- Occupation: Professor
- Known for: Opioid abuse and treatment research
- Title: Willma and Albert Musher Professor of Social Work and University Professor at Columbia University

Academic background
- Alma mater: Tel Aviv University, Hebrew University, Columbia University School of Social Work

Academic work
- Discipline: Social Work
- Sub-discipline: opioid abuse, disorders and treatment
- Institutions: Columbia University School of Social Work
- Main interests: The interactions between substance abuse and marginalized communities.

= Nabila El-Bassel =

American academic

Nabila El-Bassel is an American scholar who is notable for her research into the interaction between substance abuse and marginalized communities.
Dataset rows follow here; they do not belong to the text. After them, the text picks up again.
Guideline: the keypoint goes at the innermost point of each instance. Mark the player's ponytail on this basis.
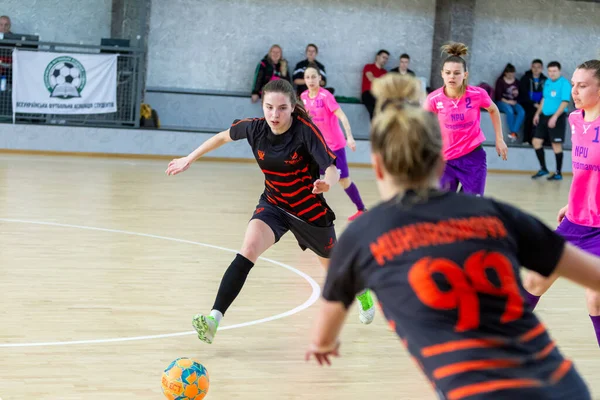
(406, 136)
(456, 53)
(284, 87)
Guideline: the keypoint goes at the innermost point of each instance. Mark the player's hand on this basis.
(322, 355)
(178, 165)
(502, 149)
(320, 186)
(561, 213)
(352, 144)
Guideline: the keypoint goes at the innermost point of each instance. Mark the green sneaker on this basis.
(206, 327)
(366, 313)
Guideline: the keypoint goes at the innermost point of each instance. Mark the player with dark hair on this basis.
(445, 268)
(290, 150)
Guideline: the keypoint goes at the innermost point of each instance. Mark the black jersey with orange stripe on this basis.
(446, 273)
(290, 162)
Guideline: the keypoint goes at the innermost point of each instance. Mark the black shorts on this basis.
(556, 134)
(316, 238)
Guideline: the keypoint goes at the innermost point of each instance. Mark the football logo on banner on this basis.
(76, 83)
(65, 78)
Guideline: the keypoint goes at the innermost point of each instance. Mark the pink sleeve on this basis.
(429, 104)
(330, 102)
(486, 100)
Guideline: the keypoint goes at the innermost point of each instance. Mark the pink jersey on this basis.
(584, 196)
(459, 119)
(321, 110)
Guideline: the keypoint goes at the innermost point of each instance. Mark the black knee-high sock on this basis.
(540, 153)
(232, 282)
(558, 162)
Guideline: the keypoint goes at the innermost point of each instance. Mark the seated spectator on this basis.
(402, 69)
(550, 120)
(506, 94)
(531, 89)
(311, 57)
(5, 24)
(5, 54)
(272, 67)
(370, 73)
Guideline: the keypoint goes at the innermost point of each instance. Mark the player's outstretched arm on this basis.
(327, 326)
(179, 165)
(580, 267)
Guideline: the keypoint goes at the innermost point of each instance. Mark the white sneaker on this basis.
(206, 327)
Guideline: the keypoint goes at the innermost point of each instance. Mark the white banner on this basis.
(54, 83)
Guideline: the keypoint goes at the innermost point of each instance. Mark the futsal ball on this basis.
(185, 379)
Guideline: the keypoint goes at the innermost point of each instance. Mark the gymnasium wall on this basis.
(67, 21)
(216, 44)
(187, 50)
(517, 31)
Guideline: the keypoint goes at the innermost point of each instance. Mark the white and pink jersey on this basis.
(459, 119)
(321, 110)
(584, 196)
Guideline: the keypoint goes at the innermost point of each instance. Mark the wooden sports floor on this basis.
(104, 261)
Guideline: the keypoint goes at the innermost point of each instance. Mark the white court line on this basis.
(316, 290)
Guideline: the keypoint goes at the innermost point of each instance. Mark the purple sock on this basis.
(532, 299)
(352, 192)
(596, 322)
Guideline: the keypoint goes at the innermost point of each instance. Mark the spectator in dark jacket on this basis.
(506, 94)
(531, 88)
(272, 67)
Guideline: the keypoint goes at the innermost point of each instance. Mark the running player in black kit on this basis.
(290, 151)
(445, 267)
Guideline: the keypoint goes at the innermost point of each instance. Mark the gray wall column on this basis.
(454, 22)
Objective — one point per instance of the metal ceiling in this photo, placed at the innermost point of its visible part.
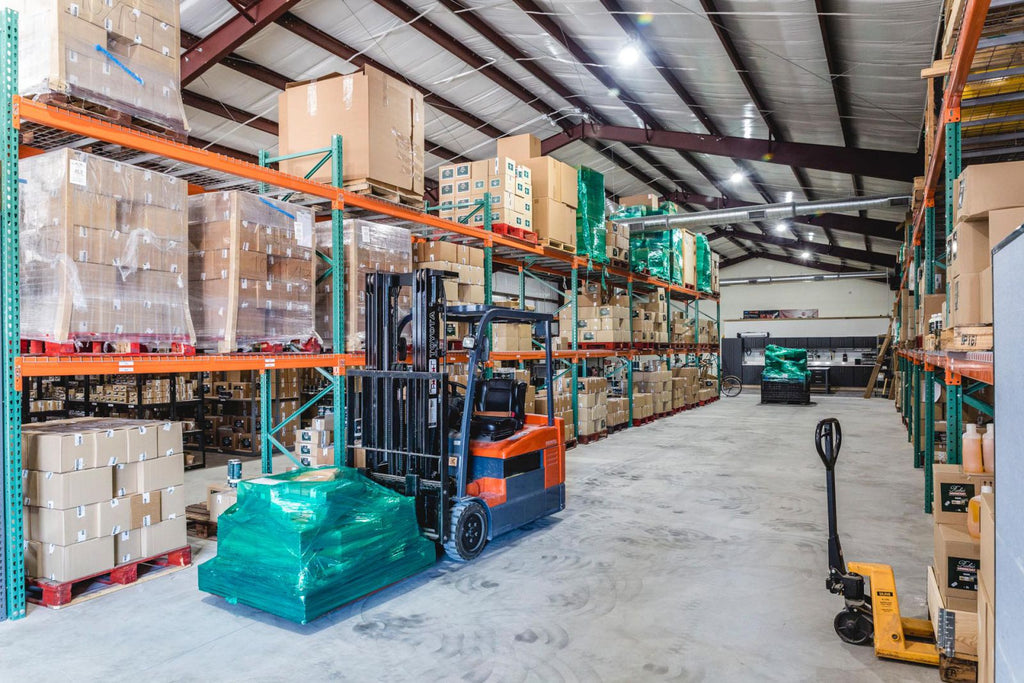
(838, 73)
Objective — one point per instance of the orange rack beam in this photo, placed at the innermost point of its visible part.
(980, 371)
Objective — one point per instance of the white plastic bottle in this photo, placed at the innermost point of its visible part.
(972, 451)
(988, 447)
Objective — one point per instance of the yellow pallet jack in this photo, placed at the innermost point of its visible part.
(875, 614)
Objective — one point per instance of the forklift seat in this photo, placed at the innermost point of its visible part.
(499, 409)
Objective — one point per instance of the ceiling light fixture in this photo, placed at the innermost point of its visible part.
(629, 54)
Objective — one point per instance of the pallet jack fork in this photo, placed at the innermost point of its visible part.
(872, 615)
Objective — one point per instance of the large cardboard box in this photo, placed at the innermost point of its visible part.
(519, 147)
(957, 562)
(167, 536)
(379, 118)
(62, 527)
(985, 187)
(64, 563)
(67, 489)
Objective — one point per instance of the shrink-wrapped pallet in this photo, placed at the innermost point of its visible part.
(103, 252)
(122, 54)
(251, 270)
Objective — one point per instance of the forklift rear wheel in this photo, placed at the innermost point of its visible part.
(854, 627)
(469, 531)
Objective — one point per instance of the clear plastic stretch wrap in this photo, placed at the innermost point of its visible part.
(103, 252)
(118, 53)
(250, 269)
(300, 544)
(370, 247)
(590, 216)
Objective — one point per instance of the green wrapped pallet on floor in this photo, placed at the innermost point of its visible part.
(591, 231)
(784, 364)
(704, 263)
(300, 544)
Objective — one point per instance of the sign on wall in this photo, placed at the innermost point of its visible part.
(780, 313)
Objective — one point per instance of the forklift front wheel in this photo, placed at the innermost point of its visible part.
(854, 627)
(469, 531)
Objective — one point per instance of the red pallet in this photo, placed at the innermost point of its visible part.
(57, 594)
(590, 438)
(515, 232)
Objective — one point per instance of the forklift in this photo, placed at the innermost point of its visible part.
(870, 614)
(477, 464)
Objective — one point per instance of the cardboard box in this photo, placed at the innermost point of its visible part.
(218, 499)
(62, 563)
(162, 472)
(144, 509)
(957, 562)
(985, 187)
(127, 547)
(67, 489)
(519, 147)
(167, 536)
(987, 577)
(379, 117)
(62, 527)
(967, 248)
(114, 516)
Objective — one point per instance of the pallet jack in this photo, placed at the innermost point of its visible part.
(477, 464)
(875, 614)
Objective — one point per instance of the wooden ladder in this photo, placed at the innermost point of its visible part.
(880, 360)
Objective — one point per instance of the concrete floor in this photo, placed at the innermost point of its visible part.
(691, 549)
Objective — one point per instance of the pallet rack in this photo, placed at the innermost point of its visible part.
(921, 369)
(52, 127)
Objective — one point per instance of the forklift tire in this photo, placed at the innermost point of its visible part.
(854, 627)
(469, 531)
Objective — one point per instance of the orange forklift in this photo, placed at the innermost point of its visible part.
(476, 462)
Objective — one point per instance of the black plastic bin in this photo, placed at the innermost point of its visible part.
(785, 391)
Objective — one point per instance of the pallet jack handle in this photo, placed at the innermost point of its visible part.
(828, 440)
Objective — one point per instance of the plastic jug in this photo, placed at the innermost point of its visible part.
(972, 451)
(988, 447)
(974, 513)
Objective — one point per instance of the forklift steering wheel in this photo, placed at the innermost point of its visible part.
(827, 440)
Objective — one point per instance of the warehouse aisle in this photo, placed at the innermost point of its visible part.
(692, 549)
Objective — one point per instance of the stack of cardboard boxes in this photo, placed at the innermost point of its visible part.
(119, 53)
(658, 384)
(555, 194)
(99, 493)
(988, 206)
(650, 318)
(592, 397)
(958, 572)
(379, 118)
(619, 411)
(562, 404)
(103, 252)
(509, 185)
(251, 270)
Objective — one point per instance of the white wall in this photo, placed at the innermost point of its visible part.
(855, 307)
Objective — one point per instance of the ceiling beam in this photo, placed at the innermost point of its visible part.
(873, 163)
(826, 221)
(873, 258)
(225, 38)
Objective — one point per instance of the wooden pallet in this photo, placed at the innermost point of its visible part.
(967, 338)
(557, 245)
(198, 521)
(385, 191)
(64, 594)
(109, 114)
(590, 438)
(522, 235)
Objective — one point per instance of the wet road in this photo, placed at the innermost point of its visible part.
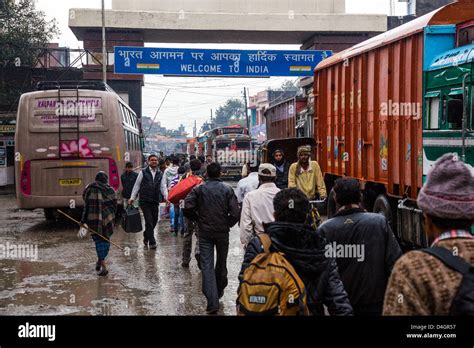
(62, 279)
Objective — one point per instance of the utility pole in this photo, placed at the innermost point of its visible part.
(246, 110)
(104, 49)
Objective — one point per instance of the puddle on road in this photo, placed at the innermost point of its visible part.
(63, 280)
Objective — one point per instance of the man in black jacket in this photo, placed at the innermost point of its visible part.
(215, 207)
(148, 187)
(365, 275)
(128, 179)
(305, 250)
(282, 167)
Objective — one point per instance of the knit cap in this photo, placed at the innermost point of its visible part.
(449, 190)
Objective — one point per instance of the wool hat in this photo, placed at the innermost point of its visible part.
(304, 148)
(449, 190)
(102, 177)
(269, 167)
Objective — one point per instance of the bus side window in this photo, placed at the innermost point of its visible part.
(455, 106)
(122, 113)
(433, 106)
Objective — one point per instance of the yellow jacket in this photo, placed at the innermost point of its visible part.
(310, 181)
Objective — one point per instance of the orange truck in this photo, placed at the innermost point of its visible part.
(388, 107)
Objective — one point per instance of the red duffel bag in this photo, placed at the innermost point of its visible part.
(182, 188)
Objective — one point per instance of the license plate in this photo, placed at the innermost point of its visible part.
(70, 182)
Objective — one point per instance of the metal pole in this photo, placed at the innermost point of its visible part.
(246, 110)
(464, 118)
(104, 50)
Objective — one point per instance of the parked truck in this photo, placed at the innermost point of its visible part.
(388, 107)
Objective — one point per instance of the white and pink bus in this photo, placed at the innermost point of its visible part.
(66, 132)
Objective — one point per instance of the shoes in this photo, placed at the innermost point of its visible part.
(212, 311)
(103, 272)
(102, 269)
(198, 260)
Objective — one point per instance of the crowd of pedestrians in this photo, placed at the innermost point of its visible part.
(352, 264)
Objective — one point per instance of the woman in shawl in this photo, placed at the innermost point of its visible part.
(100, 205)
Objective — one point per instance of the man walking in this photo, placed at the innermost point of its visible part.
(306, 175)
(305, 251)
(216, 208)
(257, 207)
(365, 272)
(128, 179)
(191, 225)
(282, 168)
(247, 184)
(168, 176)
(426, 282)
(100, 206)
(148, 187)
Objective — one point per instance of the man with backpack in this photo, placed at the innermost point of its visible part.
(147, 187)
(310, 279)
(191, 225)
(168, 175)
(371, 248)
(215, 207)
(439, 280)
(257, 207)
(128, 179)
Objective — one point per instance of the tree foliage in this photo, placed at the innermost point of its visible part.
(232, 112)
(23, 32)
(23, 29)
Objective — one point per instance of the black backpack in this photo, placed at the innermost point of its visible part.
(463, 302)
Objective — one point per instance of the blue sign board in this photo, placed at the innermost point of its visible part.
(207, 62)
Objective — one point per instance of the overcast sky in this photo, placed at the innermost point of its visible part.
(192, 99)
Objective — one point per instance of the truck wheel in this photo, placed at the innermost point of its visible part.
(382, 206)
(331, 210)
(50, 214)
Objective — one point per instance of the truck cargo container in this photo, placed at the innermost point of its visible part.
(388, 107)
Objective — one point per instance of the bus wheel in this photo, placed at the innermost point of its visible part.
(382, 206)
(51, 214)
(331, 204)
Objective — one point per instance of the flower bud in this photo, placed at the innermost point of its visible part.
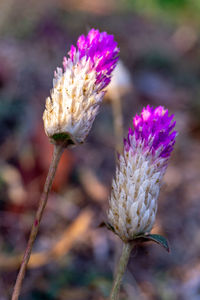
(79, 87)
(135, 189)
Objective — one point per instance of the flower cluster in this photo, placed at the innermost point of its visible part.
(78, 88)
(135, 189)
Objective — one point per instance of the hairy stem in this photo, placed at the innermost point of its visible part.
(58, 150)
(127, 247)
(118, 122)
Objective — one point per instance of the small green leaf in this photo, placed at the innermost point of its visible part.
(159, 239)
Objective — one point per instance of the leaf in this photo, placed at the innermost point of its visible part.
(62, 137)
(159, 239)
(108, 225)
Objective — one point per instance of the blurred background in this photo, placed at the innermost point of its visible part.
(73, 258)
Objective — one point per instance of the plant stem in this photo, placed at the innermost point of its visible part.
(127, 247)
(58, 150)
(118, 122)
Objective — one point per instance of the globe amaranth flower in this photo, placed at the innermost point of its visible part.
(79, 87)
(135, 189)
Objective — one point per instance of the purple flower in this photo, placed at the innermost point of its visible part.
(78, 90)
(153, 129)
(101, 50)
(139, 173)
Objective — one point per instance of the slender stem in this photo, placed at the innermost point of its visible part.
(127, 247)
(58, 150)
(118, 121)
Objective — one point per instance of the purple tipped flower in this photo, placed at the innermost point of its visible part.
(153, 129)
(135, 189)
(101, 50)
(79, 89)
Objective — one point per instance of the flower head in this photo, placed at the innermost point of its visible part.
(78, 88)
(135, 189)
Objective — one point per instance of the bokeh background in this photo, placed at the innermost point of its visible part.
(73, 258)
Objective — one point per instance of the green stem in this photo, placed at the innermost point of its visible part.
(127, 247)
(58, 150)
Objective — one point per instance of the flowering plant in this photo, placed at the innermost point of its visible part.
(135, 189)
(79, 87)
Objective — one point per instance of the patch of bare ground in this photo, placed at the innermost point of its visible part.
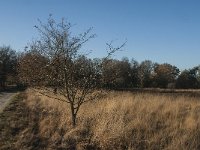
(122, 120)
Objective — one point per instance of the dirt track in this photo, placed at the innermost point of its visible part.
(5, 97)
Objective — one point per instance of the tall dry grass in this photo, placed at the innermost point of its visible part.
(121, 120)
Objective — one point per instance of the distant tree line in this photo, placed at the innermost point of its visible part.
(29, 66)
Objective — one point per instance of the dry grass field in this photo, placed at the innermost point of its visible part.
(121, 120)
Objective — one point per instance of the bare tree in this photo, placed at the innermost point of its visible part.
(8, 62)
(68, 71)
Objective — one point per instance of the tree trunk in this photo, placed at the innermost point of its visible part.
(73, 116)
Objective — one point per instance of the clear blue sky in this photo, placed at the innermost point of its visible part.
(159, 30)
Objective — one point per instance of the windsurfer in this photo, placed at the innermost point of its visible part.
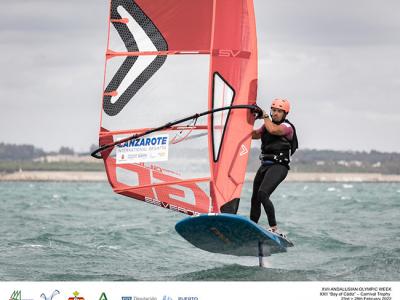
(278, 143)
She is the Willma and Albert Musher Professor of Social Work and a university professor at Columbia University and director of the Social Intervention Group, which she co-founded in 1990.

== Career ==
El-Bassel earned her Bachelor's of Social Work at Tel Aviv University, her Masters of Social Work at the School of Social Work and Social Welfare at the Hebrew University in Jerusalem, and her PhD at the Columbia University School of Social Work. Her position as 'University professor' is a substantial honor by the university, since only eight professors may hold this position in the university at only one time, and it is awarded by the school's Board of Trustees. Her research has focused on the prevention of HIV and AIDS, as well as violence against marginalized communities and substance abuse. In 2019, she led an $86 million program to reduce opioid deaths by improving education about their dangers, expanding medical treatment in detention centers and homeless shelters and training medical practitioners to better understand the disorder.